Hope came two months later, in the form of Perrine Mauroy. Standing on the doorstep of Denis' home on the Left Bank, Perrine looked up at the transfusionist with contrition. She claimed that several men, physicians all, had circled her home in the days following her husband's death. They waved large amounts of money and “did extremely solicit her to bear false witness against Denis” they had even spoken to all her neighbors so that they might persuade her to bear false witness in the courts. The repentant Perrine told Denis that she had refused, “knowing her
obligations to [Denis] for having relieved her husband freely.” Denis expressed his own gratitude to Perrine for her excellent judgment. Still, he suspected that he had not yet heard everything that she had come to say.
1
He was right.

Perrine described with much pathos her plight as a penniless widow. Turning on as much charm as she could, she told Denis that she had done everything she could to resist the money that they had offered her. Perhaps he might be able to help her? She had been inside Montmor's sprawling compound and knew that Denis benefited from the generosity of his patron. Certainly he and
Montmor le Riche
would see fit to help her out so that she would not have to accept the bribes of others. Unmoved, Denis snapped at Perrine. He told her angrily that “those Physicians and herself stood more in need of the transfusion than ever her husband had done,” and that he did not care for threats.
2
Perrine left in a huff.

The widow's story of outside involvement, by other physicians no less, made it clear to Denis that a plot was brewing against him. Something very similar had happened to Nicolas Fouquet a few years earlier. The superintendent of finances had dared to put on an unforgettable display of wealth and hospitality during a visit by Louis XIV to his estate at Vaux-le-Vicomte. He was not punished immediately for his transgressions. Instead the king and his soon-to-be prime minister, Colbert, coordinated a surprise arrest a full month after the fateful party. Now Fouquet was wasting away in solitary confinement in the dungeons of Vincennes.

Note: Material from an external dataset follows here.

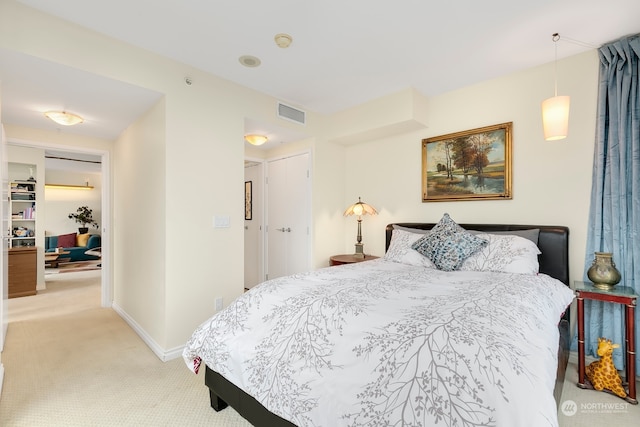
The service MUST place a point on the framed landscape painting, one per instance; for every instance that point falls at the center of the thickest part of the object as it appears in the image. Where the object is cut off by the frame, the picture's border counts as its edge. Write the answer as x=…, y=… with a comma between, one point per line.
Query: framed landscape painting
x=470, y=165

Denis knew his ambitions had led him directly into the path of the sun: Louis XIV, the Sun King himself. The transfusionist had gone directly against the will of the king's Academy of Sciences as well as the major players at the conservative Paris Faculty of Medicine. It is not clear whether Denis' next actions were intended to preempt a strike that he knew was coming or
whether it was a last show of his characteristic arrogance. Perhaps it was both. What is certain, however, is that Denis still believed unequivocally in the potential of blood transfusion. He resolved that he would get to the bottom of things and restore not only his good name but also the procedure on which he had staked his reputation.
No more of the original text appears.